Announcing TurboQOA - Streaming QOA Codec

Something I have wanted to write but never got around to it, QOA (Quite Ok Audio) is a very simple, lossy audio codec by the same person who brought you QOI, the Quite Ok Image format. There is no real reason to use QOA. Until I found one and I find no one implemented it yet. So I did.

The Quite OK Audio Format for Fast, Lossy Compression

The use case for me is to stream audio over WebSockets for my TTS engine. I know WebRTC exists, but that thing is a pain in the butt to to support unless you are using Electron or is on the browser. The far simpler solution is to dump audio over websockets (which luckily there's a lot of libraries for that) and decode it on the client side. Which I had the brilliant idea to already support OPUS. However, interfacing with libopus is hard and I haven't got it to work yet. The opusend library does streaming encode no problem. But openfile, the high level decoder does not have support for streaming inputs and hacks would encour large overhead making it useless for realtime applications. So I was stuck with raw PCM for a while. Which is horrible for bandwidth usage. Hence, QOA. It's about 1/5 of the size of PCM and I can write my own codec so streaming IO is not going to be a problem. (OPUS by default is another 3.5x smaller then QOA)

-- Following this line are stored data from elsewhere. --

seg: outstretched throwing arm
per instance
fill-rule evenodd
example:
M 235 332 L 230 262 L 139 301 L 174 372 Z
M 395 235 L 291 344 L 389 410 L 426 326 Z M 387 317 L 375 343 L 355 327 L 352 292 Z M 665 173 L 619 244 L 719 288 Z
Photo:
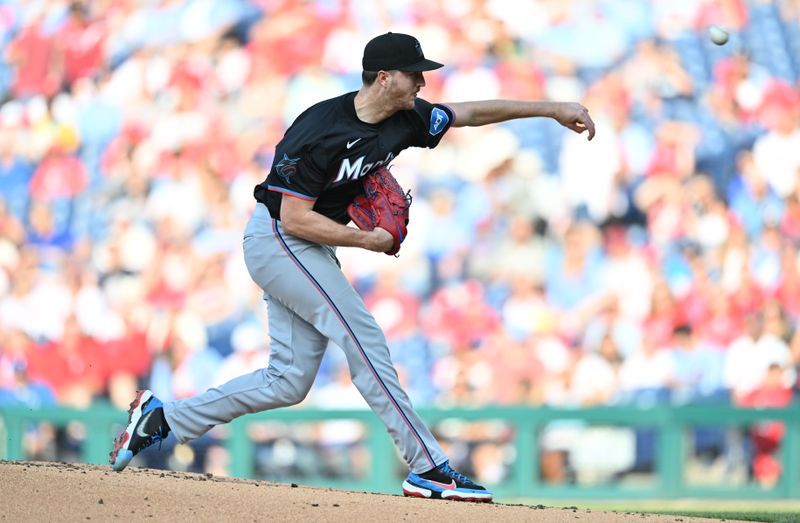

Paroli - Streaming TTS based on Piper with optional RK3588 NPU support

Honestly I have no idea how QOA works. So not gonna introduce readers on that. You'd read the author's blog post on that. TurboQOA is completely rewritten. Based on the official QOA spec, partially my previous MagicQOA library (streaming decoder in C++23) and some constants copied from the reference implementation. I decided to give myself some challenge and write it in plain C. And fun fact, a few months back I tried to contract someone around USD $400 for the libray, which is basically the rate of my own time for the amount of time I estimate I need. People sayit;s not enoguh. So I did it myself, and I killed the time estimation. Glad I didn't pay that guy.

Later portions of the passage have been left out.